I had written earlier about the three characters of AI: IKIA (It Knows It All), the Yes Man, and the Eloquent Speaker. Jailbreaks typically exploit the Yes Man most directly. The model wants to be helpful. It is trained to be helpful. A sufficiently clever framing makes the harmful request look like the helpful one, and the model, told me quite casually by someone who studies this professionally in Bengaluru, will follow the framing more reliably than it will follow the abstract rule.

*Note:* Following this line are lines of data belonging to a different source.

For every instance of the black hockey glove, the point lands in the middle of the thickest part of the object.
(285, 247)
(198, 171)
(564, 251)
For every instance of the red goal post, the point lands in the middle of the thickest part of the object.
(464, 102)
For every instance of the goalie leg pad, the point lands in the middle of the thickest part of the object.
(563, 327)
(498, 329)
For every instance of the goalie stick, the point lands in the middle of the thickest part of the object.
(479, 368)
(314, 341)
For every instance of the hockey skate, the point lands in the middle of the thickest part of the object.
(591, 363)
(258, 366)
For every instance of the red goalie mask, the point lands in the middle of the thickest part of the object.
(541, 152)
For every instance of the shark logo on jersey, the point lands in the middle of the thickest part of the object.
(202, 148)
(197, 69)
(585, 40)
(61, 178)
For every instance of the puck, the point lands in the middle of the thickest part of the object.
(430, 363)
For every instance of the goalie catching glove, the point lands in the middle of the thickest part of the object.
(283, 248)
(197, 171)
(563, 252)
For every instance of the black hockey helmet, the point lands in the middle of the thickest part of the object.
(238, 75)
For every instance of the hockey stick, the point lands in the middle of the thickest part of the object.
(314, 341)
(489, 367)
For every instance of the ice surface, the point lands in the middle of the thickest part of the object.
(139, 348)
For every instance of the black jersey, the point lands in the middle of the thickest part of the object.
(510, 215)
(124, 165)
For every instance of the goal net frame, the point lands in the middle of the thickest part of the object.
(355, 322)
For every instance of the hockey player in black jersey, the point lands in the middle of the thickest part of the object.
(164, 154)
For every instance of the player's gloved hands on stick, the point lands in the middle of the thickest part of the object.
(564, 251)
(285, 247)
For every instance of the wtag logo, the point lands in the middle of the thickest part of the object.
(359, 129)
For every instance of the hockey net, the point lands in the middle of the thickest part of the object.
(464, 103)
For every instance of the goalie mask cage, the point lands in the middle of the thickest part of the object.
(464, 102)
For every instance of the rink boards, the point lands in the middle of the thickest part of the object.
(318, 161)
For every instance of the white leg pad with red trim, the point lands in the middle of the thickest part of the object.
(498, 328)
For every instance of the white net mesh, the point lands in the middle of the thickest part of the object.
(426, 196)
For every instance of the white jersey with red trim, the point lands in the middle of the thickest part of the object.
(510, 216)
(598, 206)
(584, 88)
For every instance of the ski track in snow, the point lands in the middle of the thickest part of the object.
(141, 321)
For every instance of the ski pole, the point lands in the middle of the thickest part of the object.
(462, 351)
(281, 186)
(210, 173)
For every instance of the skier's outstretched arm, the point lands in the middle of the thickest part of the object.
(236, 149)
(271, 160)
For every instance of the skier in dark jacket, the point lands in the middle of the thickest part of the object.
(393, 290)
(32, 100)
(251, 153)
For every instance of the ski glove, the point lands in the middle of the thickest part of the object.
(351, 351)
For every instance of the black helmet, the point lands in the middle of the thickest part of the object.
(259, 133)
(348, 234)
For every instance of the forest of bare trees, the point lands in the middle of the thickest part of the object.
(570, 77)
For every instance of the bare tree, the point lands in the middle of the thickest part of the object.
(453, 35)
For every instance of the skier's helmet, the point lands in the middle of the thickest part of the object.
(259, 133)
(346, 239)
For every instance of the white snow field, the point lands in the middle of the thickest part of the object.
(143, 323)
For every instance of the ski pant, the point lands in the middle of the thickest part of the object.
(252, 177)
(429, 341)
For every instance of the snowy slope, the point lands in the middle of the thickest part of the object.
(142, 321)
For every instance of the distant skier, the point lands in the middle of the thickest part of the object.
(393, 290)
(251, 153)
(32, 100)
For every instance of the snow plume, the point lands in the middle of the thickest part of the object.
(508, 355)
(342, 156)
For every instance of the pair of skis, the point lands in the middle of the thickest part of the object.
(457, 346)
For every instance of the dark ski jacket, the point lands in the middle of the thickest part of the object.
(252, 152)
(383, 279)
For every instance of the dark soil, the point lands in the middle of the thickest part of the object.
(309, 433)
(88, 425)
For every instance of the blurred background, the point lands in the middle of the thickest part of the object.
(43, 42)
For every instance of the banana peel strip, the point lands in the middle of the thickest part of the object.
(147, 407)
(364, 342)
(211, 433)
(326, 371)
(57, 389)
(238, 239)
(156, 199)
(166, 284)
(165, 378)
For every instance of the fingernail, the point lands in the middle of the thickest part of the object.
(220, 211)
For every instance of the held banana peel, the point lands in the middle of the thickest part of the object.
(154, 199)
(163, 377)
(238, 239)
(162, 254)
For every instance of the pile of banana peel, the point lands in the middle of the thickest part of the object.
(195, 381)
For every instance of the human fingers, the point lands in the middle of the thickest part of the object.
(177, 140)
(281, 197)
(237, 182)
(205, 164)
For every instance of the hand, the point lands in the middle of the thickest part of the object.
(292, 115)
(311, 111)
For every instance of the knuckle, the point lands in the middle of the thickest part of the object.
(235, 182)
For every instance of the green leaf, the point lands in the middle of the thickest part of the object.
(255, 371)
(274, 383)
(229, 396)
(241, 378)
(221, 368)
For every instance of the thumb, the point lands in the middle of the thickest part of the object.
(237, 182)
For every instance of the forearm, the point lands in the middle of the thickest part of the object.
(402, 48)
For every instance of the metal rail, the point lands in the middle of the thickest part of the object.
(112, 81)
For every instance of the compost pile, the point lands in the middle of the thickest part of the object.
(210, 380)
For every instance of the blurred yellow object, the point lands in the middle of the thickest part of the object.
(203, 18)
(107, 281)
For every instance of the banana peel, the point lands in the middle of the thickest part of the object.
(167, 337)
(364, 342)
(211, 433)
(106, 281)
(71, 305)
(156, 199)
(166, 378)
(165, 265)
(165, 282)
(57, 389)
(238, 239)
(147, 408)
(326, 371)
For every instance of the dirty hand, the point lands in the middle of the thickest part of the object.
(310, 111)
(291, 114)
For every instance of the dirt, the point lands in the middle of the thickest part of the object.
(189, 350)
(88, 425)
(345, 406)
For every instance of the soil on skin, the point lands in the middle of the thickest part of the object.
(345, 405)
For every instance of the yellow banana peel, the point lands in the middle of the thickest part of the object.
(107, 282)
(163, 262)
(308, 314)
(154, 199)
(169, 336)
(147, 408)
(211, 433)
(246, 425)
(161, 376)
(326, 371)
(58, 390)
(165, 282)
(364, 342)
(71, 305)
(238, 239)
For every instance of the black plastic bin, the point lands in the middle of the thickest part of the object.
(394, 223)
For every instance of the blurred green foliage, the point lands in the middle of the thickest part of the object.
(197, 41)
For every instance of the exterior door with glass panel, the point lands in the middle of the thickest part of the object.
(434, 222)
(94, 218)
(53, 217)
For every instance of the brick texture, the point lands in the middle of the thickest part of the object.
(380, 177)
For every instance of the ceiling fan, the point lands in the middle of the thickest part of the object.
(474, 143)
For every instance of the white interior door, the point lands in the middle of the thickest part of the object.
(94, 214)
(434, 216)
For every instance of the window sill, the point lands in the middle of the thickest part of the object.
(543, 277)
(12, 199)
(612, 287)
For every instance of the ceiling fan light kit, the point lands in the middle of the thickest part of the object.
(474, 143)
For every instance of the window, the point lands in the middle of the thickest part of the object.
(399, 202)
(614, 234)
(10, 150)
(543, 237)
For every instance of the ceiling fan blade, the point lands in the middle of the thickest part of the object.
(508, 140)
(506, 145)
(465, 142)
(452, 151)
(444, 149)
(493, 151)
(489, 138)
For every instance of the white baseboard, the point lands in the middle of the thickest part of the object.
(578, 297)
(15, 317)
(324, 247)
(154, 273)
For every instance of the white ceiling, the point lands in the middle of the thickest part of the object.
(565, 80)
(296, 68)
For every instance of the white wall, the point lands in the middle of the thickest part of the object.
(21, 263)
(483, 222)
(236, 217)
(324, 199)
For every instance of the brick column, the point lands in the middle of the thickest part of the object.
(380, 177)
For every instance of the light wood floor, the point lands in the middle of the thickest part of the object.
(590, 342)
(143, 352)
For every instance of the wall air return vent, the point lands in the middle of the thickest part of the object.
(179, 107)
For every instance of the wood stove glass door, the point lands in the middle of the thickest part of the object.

The Krish parallel... made explicit
The manipulator's logic
"I am not asking you to do something harmful. I am asking you to help me with something completely reasonable. The harm is a coincidence, or a future use you cannot anticipate, or something that happens three steps after you have already helped."
The model's situation
"I have checked my rules. This request, as framed, does not violate any of them. I will help."
What happens after
"Meri shaktiyon ka galat istemal hua hai maa."
The question that remains in my mind
Whether Fable and Mythos are actually that capable, or all of this is just a marketing gimmick. After all, we are not so naive that we cannot see this may be one of the largest marketing stunts pulled off in recent years. The government stopping something is not proof that the something was dangerous. It is proof that someone believed, or wanted others to believe, that it was dangerous. Only time can tell.

I keep trying to find a simpler way to say this. Maybe the complexity is the point. The guardrail problem is not a technology problem that will be solved once and filed away. It is a living problem, the same way that law is a living thing. Every new case creates a new interpretation. Every new jailbreak creates a new guardrail... and somewhere in that back-and-forth, a gifted child is standing in a car park in Chennai or Delhi or Bengaluru, certain they did the right thing, wondering why everyone is looking at them the way they are. The battle between the jailbreaker and the guardrail writer has no end date. It also has no prize money. It just has stakes. Rs crore in financial system exposure on one side, and a model that wants to be helpful on the other.